In 2014, after the success of a pimple popping video she'd posted to YouTube a few years prior, Dr. Lee made an Instagram account dedicated to videos of her extractions, which she'd post with her patients' consent of course. Quickly, she began to gain hundreds of thousands of followers, people she now refers to as "popaholics." Today, with over three million followers on Instagram alone, and 4.8 million YouTube subscribers, Dr. Lee is a very busy woman.
In 2017, she created her own skincare line, SLMD Skincare Products, and the second season of her TV show Dr. Pimple Popper is currently airing every Thursday on TLC. In 2018, the same year she signed with TLC, Dr. Lee published her first book Put Your Best Face Forward: The Ultimate Guide to Skincare from Acne to Anti-Aging.
No matter whether you're bewitched or repulsed by watching pimples get popped, no one can deny that Dr. Lee—who often shares educational dermatology facts on her social media—knows her stuff. And that's why when we learned that Dr. Pimple Popper herself would be visiting our office in Brooklyn, we couldn't wait to ask her the gross and specific questions we have about both her job and our own skin. Dr. Lee kindly answered questions from Broadly staff and our readers. Here's what she had to say—for more of her advice, watch the video of her visit!
@MARIAWCHIU: Where is the strangest place on a person's body that you've popped something?
DR. SANDRA LEE: I don't really do strange locations. If you want an example of something kind of strange, there are such things as scrotal cysts. The type of cysts I remove, you're going to see them in any hair-baring area, so you're going to see them in all the nooks and crannies. I say they're like snowflakes, because they're never the same.

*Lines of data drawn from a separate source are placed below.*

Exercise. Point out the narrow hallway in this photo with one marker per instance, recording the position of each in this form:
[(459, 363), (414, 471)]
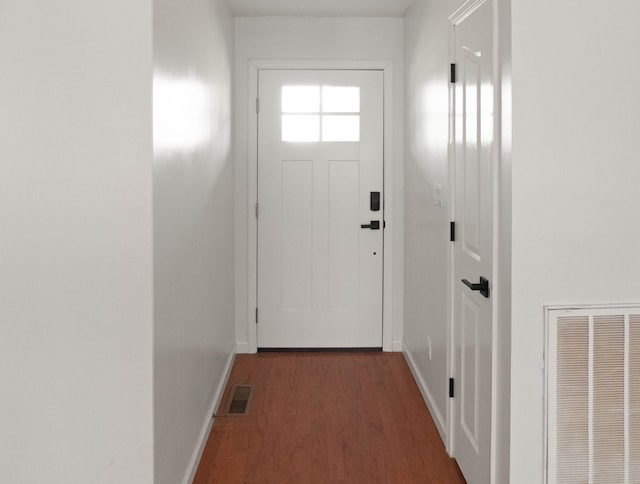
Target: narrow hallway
[(326, 418)]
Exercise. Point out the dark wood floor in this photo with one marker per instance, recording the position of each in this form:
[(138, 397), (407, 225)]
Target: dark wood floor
[(326, 418)]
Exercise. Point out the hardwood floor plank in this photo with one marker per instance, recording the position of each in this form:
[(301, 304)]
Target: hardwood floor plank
[(326, 418)]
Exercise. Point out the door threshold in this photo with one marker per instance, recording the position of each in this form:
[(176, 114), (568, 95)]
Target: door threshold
[(321, 350)]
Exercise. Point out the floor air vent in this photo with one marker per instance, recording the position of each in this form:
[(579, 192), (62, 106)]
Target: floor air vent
[(240, 397), (592, 366)]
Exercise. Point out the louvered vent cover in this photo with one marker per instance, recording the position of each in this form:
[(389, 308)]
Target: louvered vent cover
[(593, 395)]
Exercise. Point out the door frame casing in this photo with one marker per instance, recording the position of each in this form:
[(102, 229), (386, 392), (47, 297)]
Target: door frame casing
[(386, 66)]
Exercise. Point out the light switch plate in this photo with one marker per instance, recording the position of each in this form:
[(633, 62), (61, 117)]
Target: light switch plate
[(438, 198)]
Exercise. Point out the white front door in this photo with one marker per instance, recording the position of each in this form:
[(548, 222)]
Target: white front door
[(320, 178), (473, 249)]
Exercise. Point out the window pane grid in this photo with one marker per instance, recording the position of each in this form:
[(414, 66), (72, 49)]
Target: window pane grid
[(320, 113)]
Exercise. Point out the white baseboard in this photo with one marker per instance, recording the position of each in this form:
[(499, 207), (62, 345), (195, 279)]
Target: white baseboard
[(206, 427), (426, 394), (397, 346)]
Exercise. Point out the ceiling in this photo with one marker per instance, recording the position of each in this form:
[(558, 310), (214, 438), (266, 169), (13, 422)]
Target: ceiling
[(319, 8)]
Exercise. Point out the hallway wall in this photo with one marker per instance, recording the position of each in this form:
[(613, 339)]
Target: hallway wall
[(576, 203), (318, 38), (427, 243), (194, 339), (76, 242)]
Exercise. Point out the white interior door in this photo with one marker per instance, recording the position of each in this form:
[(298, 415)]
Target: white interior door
[(473, 249), (320, 158)]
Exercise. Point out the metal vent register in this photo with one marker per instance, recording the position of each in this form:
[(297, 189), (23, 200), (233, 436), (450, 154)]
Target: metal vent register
[(592, 366), (240, 398)]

@BANANIEGRAMS: Does anything ever splash on you and if it does, how do you handle that?
I'll tell you—when something splashes on you, it sticks with you, and you're aware of it. It's definitely shot up on the walls, shot up in the air. It feels like acid on you, but it's just part of the hazards of my life.

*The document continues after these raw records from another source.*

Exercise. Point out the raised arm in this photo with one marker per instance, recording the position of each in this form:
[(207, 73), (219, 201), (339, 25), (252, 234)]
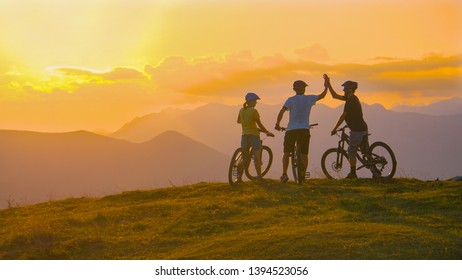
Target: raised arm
[(331, 90), (324, 92), (280, 115), (339, 122)]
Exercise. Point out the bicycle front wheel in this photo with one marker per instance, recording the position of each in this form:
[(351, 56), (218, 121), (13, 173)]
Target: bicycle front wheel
[(335, 164), (383, 159), (266, 161), (236, 167)]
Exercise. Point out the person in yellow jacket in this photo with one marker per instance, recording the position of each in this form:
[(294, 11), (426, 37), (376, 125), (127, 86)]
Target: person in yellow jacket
[(249, 118)]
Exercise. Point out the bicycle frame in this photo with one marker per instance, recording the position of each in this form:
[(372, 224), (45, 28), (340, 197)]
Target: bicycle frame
[(344, 138)]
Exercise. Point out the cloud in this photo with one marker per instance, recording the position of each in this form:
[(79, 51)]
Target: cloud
[(314, 53), (431, 76), (115, 74)]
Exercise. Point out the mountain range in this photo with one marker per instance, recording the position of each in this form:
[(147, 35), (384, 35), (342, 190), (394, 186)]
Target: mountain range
[(451, 106), (37, 167), (426, 146), (178, 147)]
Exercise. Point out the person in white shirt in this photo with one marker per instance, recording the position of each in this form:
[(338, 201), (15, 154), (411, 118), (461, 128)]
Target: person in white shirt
[(298, 129)]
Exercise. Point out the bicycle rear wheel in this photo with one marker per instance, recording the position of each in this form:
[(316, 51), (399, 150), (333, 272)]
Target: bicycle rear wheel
[(384, 161), (236, 167), (266, 161), (334, 163)]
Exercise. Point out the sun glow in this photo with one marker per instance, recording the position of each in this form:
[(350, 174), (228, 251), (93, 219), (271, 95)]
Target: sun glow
[(138, 56)]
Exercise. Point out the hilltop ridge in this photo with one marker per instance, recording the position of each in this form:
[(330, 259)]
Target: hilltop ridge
[(324, 219)]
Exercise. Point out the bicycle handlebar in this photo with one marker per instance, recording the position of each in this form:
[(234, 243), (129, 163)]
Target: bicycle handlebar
[(311, 126)]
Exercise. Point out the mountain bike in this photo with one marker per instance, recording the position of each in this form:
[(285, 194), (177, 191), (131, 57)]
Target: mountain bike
[(241, 164), (297, 162), (378, 158)]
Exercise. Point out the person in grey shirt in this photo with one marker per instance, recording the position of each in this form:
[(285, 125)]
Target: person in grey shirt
[(298, 129)]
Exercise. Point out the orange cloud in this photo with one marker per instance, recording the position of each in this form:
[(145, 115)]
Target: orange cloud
[(433, 75), (115, 74)]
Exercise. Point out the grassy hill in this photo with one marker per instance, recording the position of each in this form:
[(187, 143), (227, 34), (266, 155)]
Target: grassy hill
[(362, 219)]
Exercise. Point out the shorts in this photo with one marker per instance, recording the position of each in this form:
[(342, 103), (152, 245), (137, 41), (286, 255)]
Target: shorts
[(356, 139), (248, 141), (300, 136)]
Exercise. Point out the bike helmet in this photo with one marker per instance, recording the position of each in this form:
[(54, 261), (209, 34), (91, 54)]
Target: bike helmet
[(300, 83), (250, 96)]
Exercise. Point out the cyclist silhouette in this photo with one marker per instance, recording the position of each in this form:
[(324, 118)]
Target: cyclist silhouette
[(353, 116), (298, 129), (249, 118)]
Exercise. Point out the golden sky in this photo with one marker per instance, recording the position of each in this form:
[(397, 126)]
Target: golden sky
[(96, 64)]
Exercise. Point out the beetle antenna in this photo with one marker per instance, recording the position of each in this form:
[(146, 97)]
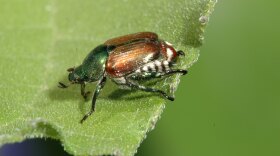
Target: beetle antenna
[(181, 53), (62, 85)]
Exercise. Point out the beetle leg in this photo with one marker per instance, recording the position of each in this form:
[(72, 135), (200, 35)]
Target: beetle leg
[(180, 53), (99, 87), (170, 72), (83, 93), (147, 89)]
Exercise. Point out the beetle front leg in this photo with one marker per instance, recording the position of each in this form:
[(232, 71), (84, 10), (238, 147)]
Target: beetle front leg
[(83, 93), (147, 89), (99, 87), (174, 71)]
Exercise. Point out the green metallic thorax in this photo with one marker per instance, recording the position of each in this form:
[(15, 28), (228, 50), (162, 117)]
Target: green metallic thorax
[(93, 66)]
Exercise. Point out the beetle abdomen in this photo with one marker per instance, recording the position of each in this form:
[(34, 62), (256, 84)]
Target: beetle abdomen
[(127, 58)]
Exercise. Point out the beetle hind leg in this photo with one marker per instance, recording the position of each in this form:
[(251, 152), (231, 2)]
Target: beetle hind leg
[(98, 89), (83, 93)]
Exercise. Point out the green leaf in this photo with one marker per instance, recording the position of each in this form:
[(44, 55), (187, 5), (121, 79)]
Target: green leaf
[(41, 39)]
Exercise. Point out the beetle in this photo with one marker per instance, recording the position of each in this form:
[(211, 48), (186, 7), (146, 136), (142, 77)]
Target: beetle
[(125, 60)]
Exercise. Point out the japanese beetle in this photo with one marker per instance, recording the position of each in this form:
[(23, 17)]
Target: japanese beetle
[(125, 59)]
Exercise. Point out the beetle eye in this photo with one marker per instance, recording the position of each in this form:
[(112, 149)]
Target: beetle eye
[(71, 69)]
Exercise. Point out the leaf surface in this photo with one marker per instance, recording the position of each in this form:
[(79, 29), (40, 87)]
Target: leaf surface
[(41, 39)]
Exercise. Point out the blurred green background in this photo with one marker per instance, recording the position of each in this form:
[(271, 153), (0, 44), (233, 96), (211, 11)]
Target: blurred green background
[(229, 103)]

@ASIAJHAD: What do you think is the biggest mistake people make with acne or their own skin care?
They listen to their friends and take their advice. Everybody's skin is different!
@ANGIEJAIME: What is the best treatment for acne scarring?

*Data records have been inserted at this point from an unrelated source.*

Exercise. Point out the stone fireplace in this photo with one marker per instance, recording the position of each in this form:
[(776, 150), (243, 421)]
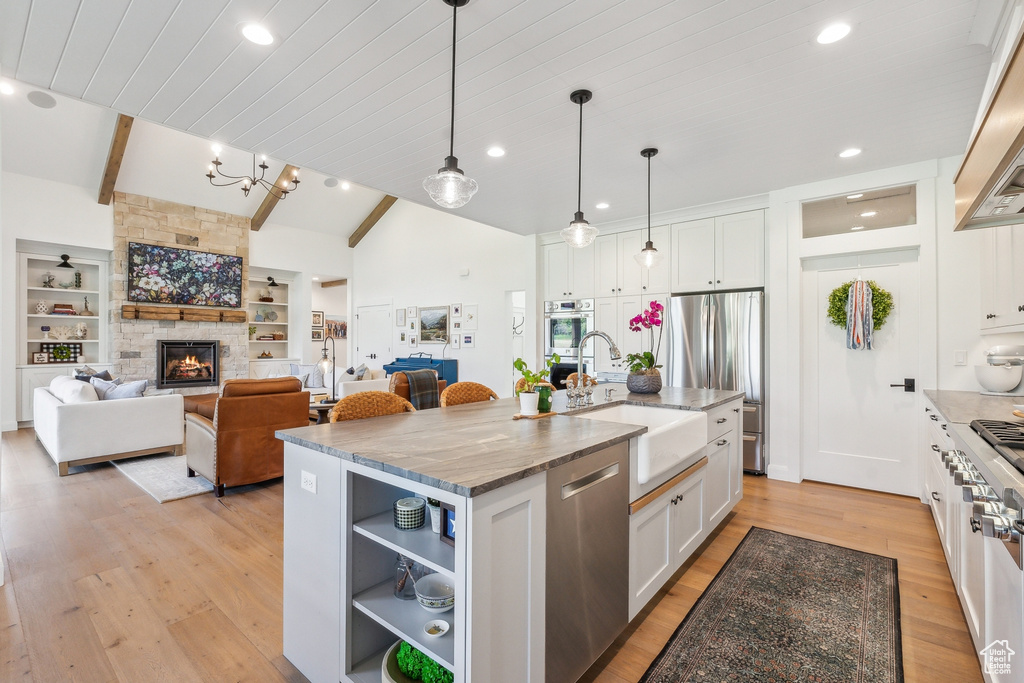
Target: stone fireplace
[(187, 364)]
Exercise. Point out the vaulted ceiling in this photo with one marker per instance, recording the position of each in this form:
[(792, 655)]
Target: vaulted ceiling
[(736, 93)]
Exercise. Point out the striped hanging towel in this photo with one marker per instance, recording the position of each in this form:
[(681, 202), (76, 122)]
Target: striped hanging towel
[(859, 325)]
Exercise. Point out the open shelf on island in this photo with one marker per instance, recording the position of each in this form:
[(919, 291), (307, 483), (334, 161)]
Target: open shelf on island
[(421, 545), (406, 620)]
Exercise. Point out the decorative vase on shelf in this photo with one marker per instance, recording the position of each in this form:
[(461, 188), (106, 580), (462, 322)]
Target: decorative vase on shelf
[(648, 381), (527, 402)]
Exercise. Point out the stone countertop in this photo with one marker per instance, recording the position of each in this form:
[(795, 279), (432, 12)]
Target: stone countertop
[(470, 450), (963, 407)]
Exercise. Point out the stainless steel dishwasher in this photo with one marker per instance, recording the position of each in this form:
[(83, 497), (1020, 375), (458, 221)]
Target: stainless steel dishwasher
[(588, 561)]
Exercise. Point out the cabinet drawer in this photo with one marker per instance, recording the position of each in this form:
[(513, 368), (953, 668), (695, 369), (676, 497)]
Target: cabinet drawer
[(720, 421)]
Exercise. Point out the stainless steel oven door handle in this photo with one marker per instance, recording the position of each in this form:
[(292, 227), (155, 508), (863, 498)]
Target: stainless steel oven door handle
[(588, 480)]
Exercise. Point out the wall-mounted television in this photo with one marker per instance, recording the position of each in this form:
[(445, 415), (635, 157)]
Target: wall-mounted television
[(184, 276)]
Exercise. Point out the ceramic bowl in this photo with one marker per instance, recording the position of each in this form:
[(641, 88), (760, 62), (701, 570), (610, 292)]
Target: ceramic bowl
[(435, 628), (997, 378), (435, 593)]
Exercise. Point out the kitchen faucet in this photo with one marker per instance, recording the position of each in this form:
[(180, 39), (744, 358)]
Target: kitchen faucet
[(574, 400)]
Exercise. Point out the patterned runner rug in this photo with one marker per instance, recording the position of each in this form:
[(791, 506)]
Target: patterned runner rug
[(785, 608)]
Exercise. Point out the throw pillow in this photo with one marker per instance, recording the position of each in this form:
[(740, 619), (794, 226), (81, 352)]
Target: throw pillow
[(85, 377), (314, 378), (114, 391), (74, 392)]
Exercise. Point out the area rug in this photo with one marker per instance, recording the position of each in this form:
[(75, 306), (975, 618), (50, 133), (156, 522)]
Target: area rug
[(163, 476), (785, 608)]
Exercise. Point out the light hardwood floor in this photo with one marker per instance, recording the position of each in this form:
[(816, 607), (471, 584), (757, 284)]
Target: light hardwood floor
[(104, 584)]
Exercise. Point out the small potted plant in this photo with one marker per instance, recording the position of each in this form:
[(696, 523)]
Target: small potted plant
[(644, 377), (535, 399)]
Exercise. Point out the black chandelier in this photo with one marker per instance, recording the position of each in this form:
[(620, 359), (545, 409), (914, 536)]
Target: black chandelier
[(250, 181)]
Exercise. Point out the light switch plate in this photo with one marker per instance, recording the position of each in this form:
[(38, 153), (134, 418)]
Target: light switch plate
[(308, 481)]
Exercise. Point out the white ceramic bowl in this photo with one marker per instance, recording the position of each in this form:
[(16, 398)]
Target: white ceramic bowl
[(435, 593), (998, 378)]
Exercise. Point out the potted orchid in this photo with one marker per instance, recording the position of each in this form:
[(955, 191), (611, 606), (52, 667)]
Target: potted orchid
[(644, 377)]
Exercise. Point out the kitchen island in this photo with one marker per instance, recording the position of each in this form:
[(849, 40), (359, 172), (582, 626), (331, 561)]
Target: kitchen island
[(341, 547)]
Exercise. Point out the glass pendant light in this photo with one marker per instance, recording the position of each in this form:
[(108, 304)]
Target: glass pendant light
[(580, 233), (450, 187), (648, 257)]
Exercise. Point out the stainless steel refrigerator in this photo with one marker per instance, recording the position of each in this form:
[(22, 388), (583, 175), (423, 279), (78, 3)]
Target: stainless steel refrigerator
[(716, 341)]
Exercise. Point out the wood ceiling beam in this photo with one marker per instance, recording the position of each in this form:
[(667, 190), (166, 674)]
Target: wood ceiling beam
[(372, 219), (118, 144), (270, 201)]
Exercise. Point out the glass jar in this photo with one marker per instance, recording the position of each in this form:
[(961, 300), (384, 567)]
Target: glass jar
[(407, 572)]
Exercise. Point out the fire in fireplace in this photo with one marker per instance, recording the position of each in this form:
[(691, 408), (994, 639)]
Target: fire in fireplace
[(187, 364)]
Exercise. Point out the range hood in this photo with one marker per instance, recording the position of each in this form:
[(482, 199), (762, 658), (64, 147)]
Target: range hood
[(989, 184)]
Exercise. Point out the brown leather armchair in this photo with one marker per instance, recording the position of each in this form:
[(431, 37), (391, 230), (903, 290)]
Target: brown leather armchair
[(238, 445)]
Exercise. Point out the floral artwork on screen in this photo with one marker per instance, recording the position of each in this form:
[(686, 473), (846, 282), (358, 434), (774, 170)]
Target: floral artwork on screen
[(169, 274)]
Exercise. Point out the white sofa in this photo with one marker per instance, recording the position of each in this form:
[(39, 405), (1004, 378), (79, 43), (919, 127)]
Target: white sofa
[(101, 430)]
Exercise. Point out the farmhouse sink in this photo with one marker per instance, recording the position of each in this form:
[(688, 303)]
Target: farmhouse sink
[(672, 435)]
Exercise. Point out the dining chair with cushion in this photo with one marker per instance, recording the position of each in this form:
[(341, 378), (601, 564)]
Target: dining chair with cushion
[(370, 404), (466, 392)]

If you are going to pop a pimple, you have to be patient. For people who are pickers, you have to know when to pop, and you have to know when to stop. You have to put your hands down.
LEILA ETTACHFINI: How do you know if a pimple is "ready" to pop, or when you should wait it out?
Like any dermatologist, I'm going to say don't pop your own pimples, but I know that you're going to, so I think the important thing to know is that the more trauma you create deeper in the skin, the more likely you are to create scarring or infection. So those deep ones under there that you know aren't ready to pop, if you squeeze them, you're just going to make them bigger.
ALLISON LAU: My mom has the skin of a teenager and she's almost 60. She's always telling me I should wash my face with banana peels and lemon and I'm kind of like, Is that a myth, or magic?
I'm not that keen on applying lemon juice to your skin. She might be thinking that that's like a bleaching agent because chemical acids can lighten the skin. I'm not sure what the banana peel is.